For the German Reich, the Kerch port was a tempting plum. After heavy fighting, it captured the city in November 1941. But not for long. Mounting a surprise attack from the sea, the Reds recaptured Kerch a month later, only to have the German navy retake it once again the following spring. During the battles for Kerch, the Germans killed or took as prisoners more than 160,000 Red Army soldiers. Iwan was one of the survivors.
Because Stalin distrusted the loyalty of his Christian soldiers, Soviet military law required Iwan to kill himself rather than be taken prisoner. POWs could be tortured for military information, flipped to fight against the Red Army, or used as labor cogs in the Reich’s war machine. For twenty-two-year-old Iwan, suicide was not only a sin; it was the ultimate act of loyalty to the atheistic government he hated. As a matter of conscience and survival, Iwan chose to take his chances as a German POW.
The capture of Soviet soldiers presented the Reich with a huge problem. It had several million Russian POWs but no system to process them, not enough shelters and food, and no medicine or doctors. Conditions in the jerry-built POW camps in western Ukraine and eastern Poland were so atrocious that prisoners resorted to digging holes in the ground to keep warm and to eating the frozen dead for dinner.

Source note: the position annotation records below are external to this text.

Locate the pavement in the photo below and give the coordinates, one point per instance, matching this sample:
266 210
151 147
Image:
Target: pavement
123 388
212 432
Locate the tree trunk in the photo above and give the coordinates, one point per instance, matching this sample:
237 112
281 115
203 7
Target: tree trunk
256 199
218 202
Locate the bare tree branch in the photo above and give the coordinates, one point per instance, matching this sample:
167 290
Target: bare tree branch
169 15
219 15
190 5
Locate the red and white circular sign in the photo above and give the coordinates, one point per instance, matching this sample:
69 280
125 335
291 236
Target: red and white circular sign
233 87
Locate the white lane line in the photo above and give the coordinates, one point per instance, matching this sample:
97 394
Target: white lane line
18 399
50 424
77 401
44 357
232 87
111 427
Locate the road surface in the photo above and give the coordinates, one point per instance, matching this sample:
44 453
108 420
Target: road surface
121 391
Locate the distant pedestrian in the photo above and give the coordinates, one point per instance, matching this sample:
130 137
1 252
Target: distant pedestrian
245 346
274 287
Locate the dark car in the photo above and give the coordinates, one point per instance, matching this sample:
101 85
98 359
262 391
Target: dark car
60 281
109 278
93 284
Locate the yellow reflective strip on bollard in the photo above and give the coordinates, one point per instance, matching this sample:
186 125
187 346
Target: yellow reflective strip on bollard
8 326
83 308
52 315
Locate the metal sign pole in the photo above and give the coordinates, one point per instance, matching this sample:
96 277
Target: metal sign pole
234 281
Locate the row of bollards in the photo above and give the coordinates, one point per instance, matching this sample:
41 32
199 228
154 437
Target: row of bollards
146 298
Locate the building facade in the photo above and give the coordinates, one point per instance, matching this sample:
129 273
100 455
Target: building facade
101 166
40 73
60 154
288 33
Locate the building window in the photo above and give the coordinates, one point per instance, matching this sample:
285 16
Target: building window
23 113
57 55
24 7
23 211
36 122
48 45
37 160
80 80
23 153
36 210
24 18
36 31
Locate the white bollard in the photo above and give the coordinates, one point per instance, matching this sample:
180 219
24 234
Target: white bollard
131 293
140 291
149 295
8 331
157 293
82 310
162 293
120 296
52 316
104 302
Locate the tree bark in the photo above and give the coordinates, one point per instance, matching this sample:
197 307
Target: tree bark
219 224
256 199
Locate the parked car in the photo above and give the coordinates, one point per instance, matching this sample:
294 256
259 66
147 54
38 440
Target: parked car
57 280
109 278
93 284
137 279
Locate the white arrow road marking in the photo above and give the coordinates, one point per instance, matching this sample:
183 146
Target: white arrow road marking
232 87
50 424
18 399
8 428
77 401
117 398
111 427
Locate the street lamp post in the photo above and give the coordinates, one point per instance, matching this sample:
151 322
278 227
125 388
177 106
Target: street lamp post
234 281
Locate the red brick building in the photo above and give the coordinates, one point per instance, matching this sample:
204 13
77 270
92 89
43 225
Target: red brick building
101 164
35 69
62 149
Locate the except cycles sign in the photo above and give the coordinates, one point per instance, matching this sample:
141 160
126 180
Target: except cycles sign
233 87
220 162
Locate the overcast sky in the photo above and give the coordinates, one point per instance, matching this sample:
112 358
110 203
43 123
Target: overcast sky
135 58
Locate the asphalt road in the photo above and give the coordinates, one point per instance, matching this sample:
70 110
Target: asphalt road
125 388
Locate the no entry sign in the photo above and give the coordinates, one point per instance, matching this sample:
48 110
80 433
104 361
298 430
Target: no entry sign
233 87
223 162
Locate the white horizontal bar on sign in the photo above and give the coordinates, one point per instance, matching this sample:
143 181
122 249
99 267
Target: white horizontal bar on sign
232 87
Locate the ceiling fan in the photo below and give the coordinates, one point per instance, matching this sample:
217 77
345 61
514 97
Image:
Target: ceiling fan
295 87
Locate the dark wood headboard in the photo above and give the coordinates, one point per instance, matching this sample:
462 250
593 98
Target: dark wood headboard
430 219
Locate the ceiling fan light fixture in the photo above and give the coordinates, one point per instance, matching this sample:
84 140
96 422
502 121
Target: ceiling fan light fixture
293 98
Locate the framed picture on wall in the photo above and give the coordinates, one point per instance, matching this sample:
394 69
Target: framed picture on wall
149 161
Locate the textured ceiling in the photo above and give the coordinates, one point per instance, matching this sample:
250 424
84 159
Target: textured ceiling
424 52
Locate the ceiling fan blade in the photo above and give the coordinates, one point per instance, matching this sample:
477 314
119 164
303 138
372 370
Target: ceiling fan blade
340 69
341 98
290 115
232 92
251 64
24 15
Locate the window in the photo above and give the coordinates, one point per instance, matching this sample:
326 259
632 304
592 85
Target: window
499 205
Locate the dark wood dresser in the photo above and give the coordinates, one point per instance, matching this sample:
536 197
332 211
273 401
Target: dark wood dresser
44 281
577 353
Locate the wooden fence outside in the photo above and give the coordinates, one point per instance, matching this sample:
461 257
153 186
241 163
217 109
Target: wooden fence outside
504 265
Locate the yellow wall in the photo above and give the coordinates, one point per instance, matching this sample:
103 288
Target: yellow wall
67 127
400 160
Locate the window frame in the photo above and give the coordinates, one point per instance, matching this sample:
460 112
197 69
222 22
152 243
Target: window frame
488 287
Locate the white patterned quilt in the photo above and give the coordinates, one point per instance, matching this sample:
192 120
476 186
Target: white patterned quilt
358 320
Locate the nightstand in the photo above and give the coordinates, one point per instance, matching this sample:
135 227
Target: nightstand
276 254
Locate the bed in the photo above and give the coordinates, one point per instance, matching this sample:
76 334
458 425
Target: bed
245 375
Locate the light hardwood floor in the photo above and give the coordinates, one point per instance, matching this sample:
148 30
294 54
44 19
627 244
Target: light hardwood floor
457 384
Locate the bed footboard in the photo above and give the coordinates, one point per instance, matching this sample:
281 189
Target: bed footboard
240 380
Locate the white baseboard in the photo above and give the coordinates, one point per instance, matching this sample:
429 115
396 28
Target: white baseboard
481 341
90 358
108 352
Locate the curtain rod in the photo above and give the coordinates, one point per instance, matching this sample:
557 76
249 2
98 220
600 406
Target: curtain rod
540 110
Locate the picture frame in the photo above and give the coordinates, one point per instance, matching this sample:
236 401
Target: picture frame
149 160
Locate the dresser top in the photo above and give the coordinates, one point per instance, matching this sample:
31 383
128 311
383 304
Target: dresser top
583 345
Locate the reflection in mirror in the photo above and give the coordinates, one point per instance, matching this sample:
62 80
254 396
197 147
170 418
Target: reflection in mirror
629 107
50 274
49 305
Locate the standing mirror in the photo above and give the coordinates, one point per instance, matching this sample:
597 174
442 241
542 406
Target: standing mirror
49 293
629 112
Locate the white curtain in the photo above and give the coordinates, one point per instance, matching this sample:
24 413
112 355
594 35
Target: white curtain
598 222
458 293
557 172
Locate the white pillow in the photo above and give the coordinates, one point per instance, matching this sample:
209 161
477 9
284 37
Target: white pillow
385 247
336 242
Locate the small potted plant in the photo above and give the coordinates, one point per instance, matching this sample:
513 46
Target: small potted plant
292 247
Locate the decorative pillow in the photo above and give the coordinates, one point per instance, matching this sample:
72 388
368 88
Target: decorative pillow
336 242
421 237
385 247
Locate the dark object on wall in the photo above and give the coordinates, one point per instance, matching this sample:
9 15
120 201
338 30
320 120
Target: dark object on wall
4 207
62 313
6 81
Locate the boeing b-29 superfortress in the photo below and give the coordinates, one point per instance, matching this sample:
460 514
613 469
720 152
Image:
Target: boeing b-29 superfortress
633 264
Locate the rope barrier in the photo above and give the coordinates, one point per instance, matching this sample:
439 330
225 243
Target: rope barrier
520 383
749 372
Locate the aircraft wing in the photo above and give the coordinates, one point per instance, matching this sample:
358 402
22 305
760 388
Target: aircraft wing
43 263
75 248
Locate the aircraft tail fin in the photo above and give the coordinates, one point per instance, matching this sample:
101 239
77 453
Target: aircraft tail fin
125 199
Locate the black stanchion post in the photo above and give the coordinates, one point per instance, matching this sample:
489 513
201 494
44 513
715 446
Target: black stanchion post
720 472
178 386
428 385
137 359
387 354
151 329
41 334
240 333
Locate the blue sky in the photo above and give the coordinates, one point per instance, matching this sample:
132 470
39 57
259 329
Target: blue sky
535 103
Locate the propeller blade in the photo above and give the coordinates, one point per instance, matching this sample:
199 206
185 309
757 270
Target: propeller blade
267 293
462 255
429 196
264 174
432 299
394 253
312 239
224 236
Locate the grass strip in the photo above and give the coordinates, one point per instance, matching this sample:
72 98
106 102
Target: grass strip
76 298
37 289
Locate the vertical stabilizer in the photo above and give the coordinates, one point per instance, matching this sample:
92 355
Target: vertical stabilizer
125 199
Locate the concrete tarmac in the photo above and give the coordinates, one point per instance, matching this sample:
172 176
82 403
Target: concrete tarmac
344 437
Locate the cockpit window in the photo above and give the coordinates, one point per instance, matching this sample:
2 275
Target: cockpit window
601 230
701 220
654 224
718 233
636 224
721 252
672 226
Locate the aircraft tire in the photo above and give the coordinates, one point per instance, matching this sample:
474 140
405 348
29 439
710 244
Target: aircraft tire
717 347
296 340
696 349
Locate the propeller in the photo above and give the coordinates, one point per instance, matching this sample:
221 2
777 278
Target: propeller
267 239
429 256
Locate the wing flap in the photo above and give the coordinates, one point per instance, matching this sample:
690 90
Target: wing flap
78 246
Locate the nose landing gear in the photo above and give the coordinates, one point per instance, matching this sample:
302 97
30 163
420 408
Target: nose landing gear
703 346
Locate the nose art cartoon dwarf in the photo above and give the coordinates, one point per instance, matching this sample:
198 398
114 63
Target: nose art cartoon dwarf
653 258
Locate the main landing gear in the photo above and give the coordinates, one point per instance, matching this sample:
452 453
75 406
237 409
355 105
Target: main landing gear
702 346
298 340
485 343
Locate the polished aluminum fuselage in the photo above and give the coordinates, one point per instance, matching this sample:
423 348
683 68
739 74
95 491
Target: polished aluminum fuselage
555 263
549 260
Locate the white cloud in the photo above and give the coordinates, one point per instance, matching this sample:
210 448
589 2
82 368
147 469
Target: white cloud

In an attempt to buy time, the German SS (Schutzstaffel), a nonmilitary protection squad, opened a transit camp in Rovno, a rail transportation hub in western Ukraine, which offered the Reich army easy access to Germany and its occupied territories. During the winter of 1941–42, an estimated two million Red Army POWs died in Rovno from starvation, exposure, typhus, and dysentery before Berlin decided to put them to work, as Stalin had feared.